On peut citer aussi     « Histoire anecdotique des cafés et cabarets de Paris «  d’ Alfred Delvau (1862)

Signalons un rôle plus modeste tenu par les cafés en matière d’écriture : tous tenaient à disposition de leurs clients des  nécessaires à écrire et du papier à lettres à leur en-tête et les lettres de célébrités rédigées sur ces papiers sont légion ….

 Toutes les grandes villes du monde ont eu leurs cafés célèbres …pour n’en citer qu’un seul, rappelons le souvenir du «  Café Richmond » de Buenos Aires  que fréquentèrent Jorge Luis Borges, Saint Exupéry,Mermoz,et que Graham Greene  mentionna dans « Le consul honoraire «  (1973)

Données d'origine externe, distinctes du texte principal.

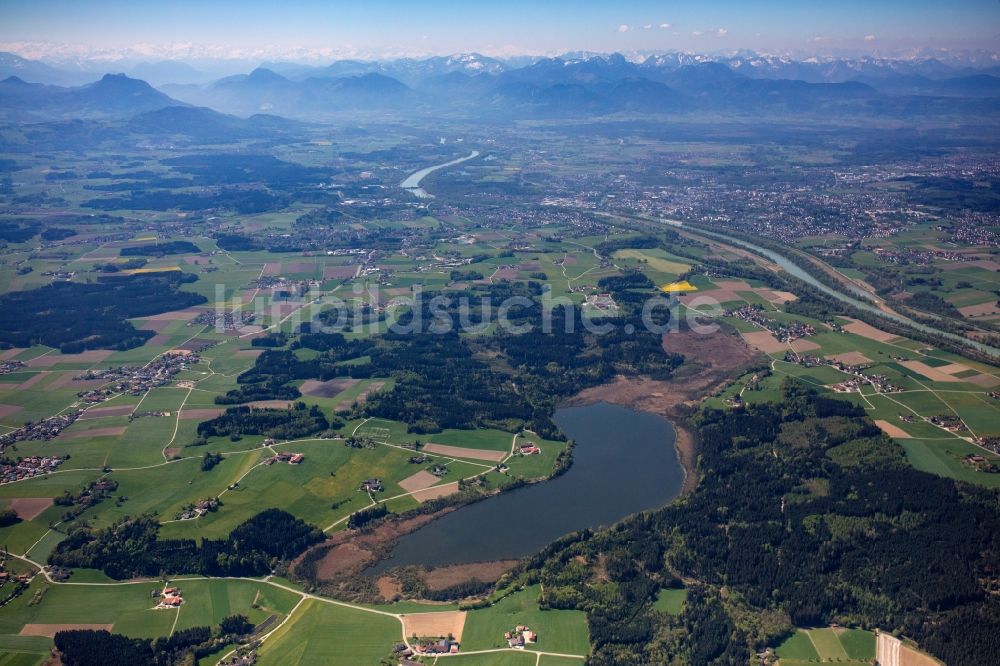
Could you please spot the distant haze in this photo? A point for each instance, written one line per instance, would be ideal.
(98, 34)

L’appellation «  Écrivain de café ou de bar «  parfois rencontrée peut , certes, désigner un écrivain rédigeant ses  œuvres dans les cafés mais est le plus souvent employée péjorativement pour désigner un écrivain discourant au bar pendant des heures ,et le plus souvent en mal,  sur la littérature des autres et sur les œuvres que , c’est sûr , il ne tardera ,un jour prochain , pas à écrire  

 

                                                           Et  , pour conclure , remarquons que la  satisfaction des cafetiers concernant la notoriété donnée à leur établissement  par la fréquentation des « Gensdelettes «  fut parfois nuancée par  la parcimonie de certains écrivains qui passaient  chez eux de très longs moments sans consommer : Pierre Boubal , patron du Flore disait ainsi : «  Sartre !Ce fut mon plus mauvais client ! Il demeurait des heures à gribouiller du papier  devant une unique consommation du matin jusqu’au soir , jamais renouvelée « 

 

                                                           Certains de ces tenanciers ou quelques membres de leur personnel  devinrent des amis des écrivains qui , parfois , les brocardèrent gentiment comme , par exemple , lorsque Guillaume Hannoteau , usant du contrepet * , baptise «  L’atome de l’oncle Cazes « le chasseur de petite taille  de la brasserie Lipp dont le patron se nommait «  Cazes »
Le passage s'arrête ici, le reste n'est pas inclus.